An English playwright and poet who was the first to attempt a critical edition of the works of Shakespeare. Rowe became poet laureate in 1715 and was also the best known English tragic dramatist of the 18th century, doing much to encourage domestic writers of tragedy.

Rowe became a barrister in 1696 and as an ardent Whig entered politics and held several minor government posts. His early plays, The Ambitious Step-Mother and Tamerlane, owe much to John Dryden's heroic drama in their pomp and bluster but they still contain elements which would develop inot the pathos of The Fair Penitent and his other later works.
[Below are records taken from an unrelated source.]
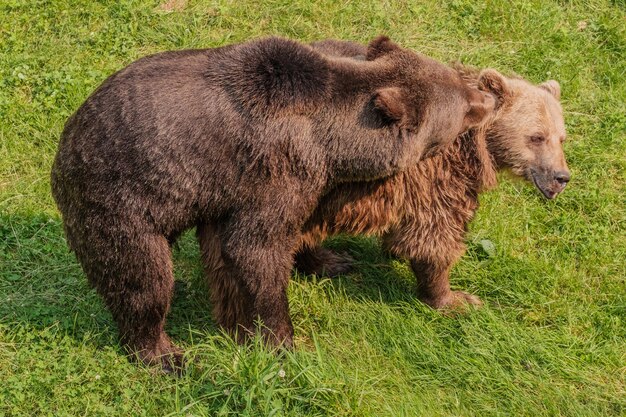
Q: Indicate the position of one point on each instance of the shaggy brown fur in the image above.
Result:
(422, 213)
(241, 141)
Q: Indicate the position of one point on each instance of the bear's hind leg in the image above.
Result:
(230, 299)
(132, 271)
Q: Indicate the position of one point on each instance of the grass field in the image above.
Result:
(551, 339)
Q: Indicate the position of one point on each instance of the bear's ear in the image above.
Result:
(389, 101)
(493, 82)
(552, 87)
(481, 105)
(380, 46)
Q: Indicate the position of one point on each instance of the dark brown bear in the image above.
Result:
(241, 141)
(423, 212)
The Fair Penitent is certainly significant in that its hero, Lothario, was apparently the inspiration of Lovelace, Samuel Richardson's romantic lead in his novel Clarissa - not to mention giving a new word for an attractive rake to the English language.

Rowe later paid homage to Shakespeare in The Tragedy of Jane Shore where he managed a creditable imitation of the Bard's style and once more in The Tragedy of the Lady Jane Grey.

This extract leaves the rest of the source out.